In the "here's how far I've come" department, try this on for size: Husband is at work today, we're leaving right after he gets home, and by the time we arrive at our destination tonight, it'll be too dark to run. (It's a rural setting - no street lights.)

Old Annie would have said "so that's why I can't run today."

Instead, New Annie paid a sitter $10 to play with Child for the hour of my "long slow distance" run this afternoon. And it was worth every penny!

On the topic of the LSD runs, I have to say I'm beginning to really love Sundays because of them. Every week, I get to travel new ground (even if it's only a half-km at a time); every Sunday, I have a reason to feel proud of myself.

Yay Sunday!

Hoping to find myself down, finally, by the time I get home mid-week - will report back.

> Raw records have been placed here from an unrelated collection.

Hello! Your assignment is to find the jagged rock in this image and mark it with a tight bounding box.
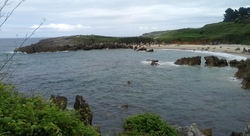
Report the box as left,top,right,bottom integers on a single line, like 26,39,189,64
201,128,213,136
174,123,210,136
244,125,250,136
74,95,93,125
50,95,68,110
146,49,154,52
136,46,147,51
151,60,159,66
229,59,240,67
230,125,250,136
174,56,201,66
204,56,228,67
234,59,250,89
14,36,133,54
229,132,243,136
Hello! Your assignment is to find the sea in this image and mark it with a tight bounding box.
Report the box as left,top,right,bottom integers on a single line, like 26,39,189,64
0,38,250,136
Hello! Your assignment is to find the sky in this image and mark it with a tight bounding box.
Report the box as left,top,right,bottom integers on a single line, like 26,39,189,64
0,0,250,38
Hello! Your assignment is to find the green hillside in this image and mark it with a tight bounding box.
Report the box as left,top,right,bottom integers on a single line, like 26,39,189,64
143,17,250,45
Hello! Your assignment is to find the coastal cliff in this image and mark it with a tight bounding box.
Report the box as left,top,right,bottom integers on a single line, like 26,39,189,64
14,36,139,54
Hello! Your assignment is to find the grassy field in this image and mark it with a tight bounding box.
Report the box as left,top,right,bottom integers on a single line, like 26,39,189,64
146,17,250,45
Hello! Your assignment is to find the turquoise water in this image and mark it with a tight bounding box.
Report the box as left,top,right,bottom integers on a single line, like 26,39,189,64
0,39,250,136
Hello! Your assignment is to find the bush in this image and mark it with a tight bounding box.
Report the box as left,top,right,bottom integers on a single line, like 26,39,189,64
0,83,100,136
122,113,177,136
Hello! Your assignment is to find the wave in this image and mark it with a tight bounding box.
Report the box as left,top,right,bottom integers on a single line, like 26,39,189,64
190,51,247,60
141,60,179,67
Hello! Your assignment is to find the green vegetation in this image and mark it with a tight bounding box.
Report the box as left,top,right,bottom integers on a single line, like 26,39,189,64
223,7,250,22
72,35,154,44
0,83,100,136
122,113,177,136
148,17,250,45
144,7,250,45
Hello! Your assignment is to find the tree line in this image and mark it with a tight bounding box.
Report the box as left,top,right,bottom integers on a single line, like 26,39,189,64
223,7,250,22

Loss this week: 0.6 (the same 0.6 I mysteriously gained last Monday)
Lost so far: 83
Still remaining: 17
Activity points earned this week: 42
Weeks to go: 14

Monday, June 27, 2011

Annie: weigh-in week 37 and new food finds

A word for the scale: pfft.

I left ALL my bonus points on the table this week, and only ate 2/3 of my activity points... and was up on the scale this morning. I've been weighing myself every morning because my new running log wants me to (yes, I'm that type A), and while they say you shouldn't do that if you're trying to lose weight, it helps me on days like today. From last Wednesday until yesterday, I was down 0.7 - and then this morning, I was up. Was it water retention after the fabulously salty Baked Cheetos I enjoyed last night? Probably, but it doesn't matter. I know I'm following my program, I'm getting loads of exercise, I'm drinking my water etc etc etc... so it'll come off. Next week, or the week after... I just have to not focus on the scale.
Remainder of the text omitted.